The village across the street
When I first moved onto this lane there were two holes. One across the street, and one at the corner. The one at the corner first became a forest, as bamboo poles sprouted thicker and thicker. One night floodlights appeared, and thirty men worked pouring concrete floors. Now it’s back to a few skinny men, carrying loads of bricks, working in clean sweaters and flip flops.
The house on the other side of the road will have much more stories to tell. At first it was an undifferentiated hole in the ground. Then the walls of became straight, the hole wide and deep. Dirt piled up in the day, carried out by men gliding up a steep path in the far side. One morning, they started mixing concrete out front. They make a pile, dig a depression, and pour water into the middle, mixing more material in from the sides with a shovel until it’s the right consistency. Soon after, metal lengths sprouted from the basement floor at irregular heights into the sky, looking like frayed electrical cords. A first floor skeleton appeared on top of another forest of bamboo, none of which were straight, but nonetheless seemed to add up to horizontalness.
In the beginning, the men had slept by the road on metal blanks or boards. Once it was finally cool enough to sleep with sheets, I would come home silently past the sleeping row, willing them to stay in their cocoons. The scary nights were when they were sitting up, men laughing from behind the tarp that blocked the site from the road. By November, three women and a chai-walla had joined the men. The women wore saris, a circle of cloth on top their heads, and bricks on top of this. They looked at me and chatted, as they piled bricks six, eight, ten high and set off down the path.

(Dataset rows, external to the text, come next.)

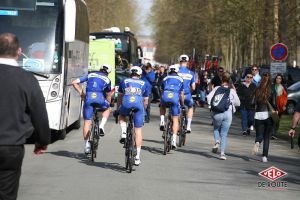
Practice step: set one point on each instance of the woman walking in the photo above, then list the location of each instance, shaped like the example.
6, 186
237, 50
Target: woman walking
279, 100
222, 120
263, 121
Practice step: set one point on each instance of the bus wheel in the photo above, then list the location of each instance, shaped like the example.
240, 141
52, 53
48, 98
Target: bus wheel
62, 134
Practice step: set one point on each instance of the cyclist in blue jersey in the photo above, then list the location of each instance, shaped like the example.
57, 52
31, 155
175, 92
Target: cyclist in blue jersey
172, 94
189, 85
133, 94
98, 92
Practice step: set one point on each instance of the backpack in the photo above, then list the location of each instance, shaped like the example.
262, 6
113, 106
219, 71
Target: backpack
220, 102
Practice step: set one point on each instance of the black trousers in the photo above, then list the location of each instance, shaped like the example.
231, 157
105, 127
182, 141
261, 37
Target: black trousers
263, 133
11, 158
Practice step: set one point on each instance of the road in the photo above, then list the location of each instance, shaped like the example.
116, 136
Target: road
192, 172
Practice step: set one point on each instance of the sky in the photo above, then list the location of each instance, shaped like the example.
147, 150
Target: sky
144, 11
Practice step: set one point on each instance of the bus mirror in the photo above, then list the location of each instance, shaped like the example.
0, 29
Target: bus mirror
140, 50
70, 20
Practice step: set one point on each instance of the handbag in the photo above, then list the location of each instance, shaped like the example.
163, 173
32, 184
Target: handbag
274, 115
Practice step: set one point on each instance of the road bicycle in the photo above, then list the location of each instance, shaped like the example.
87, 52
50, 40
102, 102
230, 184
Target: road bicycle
182, 128
94, 135
129, 145
167, 134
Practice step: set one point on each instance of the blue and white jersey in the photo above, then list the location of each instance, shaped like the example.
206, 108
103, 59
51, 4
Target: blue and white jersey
96, 82
172, 83
134, 90
188, 79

The women brought some civilization to the growing village. The neighbourhood security guards set up their fires beside the bamboo forest, and didn’t seem to mind the noxious fumes coming off the paint chips and debris. Now they were up playing cards at night, not so interested when I passed; most comforting, they’d taken down the tarp. The first floor had joined with the concrete pillars, hiding the steel spindles, making the inside dark and casting an appropriate house-like shadow onto the street.
This week, walking out to catch an auto rickshaw to work, I noticed the children. The piles of bricks had turned into proper shacks, with poured concrete floors, even and solid, and electricity, and plastic bags of worldly possessions. The kids sat around a fire set up between three sides of stone and a pot. They pointed at each other and yelled, generally amusing themselves. I wondered where they pee, how the families knew to come at this time, how many babies and stories it took for my house to be built. As I walked to dinner last night, one solemn little one, wearing no pants, sat cross-legged on top of a pile of wooden crates. In the taxonomy of VS Naipaul, he was a country child, as country children cover their tops and expose their bottoms, while poor city kids do the reverse. I turned around every few steps to make sure he was still there. I thought of baby gates, and lawsuits, and outrage over lead in paint in children’s toys. Three feet off the ground, watching dinner cook, and I wondered what we are really entitled to.